A Heath Robinson-inspired model of the world (1971)

A Heath Robinson-inspired model of the world (Forrester, 1971)

He makes an ahead-of-his-time gloomy assessment of the outlook for international development, that there may be

“…no realistic hope for the present underdeveloped countries reaching the standard of living demonstrated by the present industrialized nations.”

Forrester then goes on to present possible ways of avoiding catastrophic population collapse cautioning that transitioning from the contemporary path of unsustainable growth to one of sustainable equilibrium will involve painful readjustments and unpopular policies (sound familiar? See this entertaining clip of Paul Krugman talking about fiscal consolidation during a recession, or any one of a million of his brilliant blog posts on the subject.) This stuff reminds me of the hugely impressive Diane Coyle, and her work on The Economics of Enough.

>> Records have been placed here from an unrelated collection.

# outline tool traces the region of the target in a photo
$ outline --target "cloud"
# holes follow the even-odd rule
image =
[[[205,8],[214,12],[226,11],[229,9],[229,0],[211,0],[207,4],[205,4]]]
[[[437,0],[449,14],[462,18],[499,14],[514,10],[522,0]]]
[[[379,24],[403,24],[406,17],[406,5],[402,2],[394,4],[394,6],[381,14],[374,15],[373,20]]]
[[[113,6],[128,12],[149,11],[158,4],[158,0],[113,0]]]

The paper ends with a little bit of more-optimistic poetry:

I suggest that the next frontier for human endeavour is to pioneer a better understanding of the nature of our social systems. The means are visible. The task will be no easier than the development of science and technology. For the next 30 years we can expect rapid advance in understanding the complex dynamics of our social systems. To do so will require research, the development of teaching methods and materials, and the creatino of appropriate educational programs. The research results of today will in one or two decades find their way into the secondary schools just as concepts of basic physics moved from research to general education over the past three decades.

I wonder if, over forty years on and given that almost no one is working on development as a complex system, Jay W. Forrester is disappointed that this is the one area where his predictive powers seemed to fail him so spectacularly.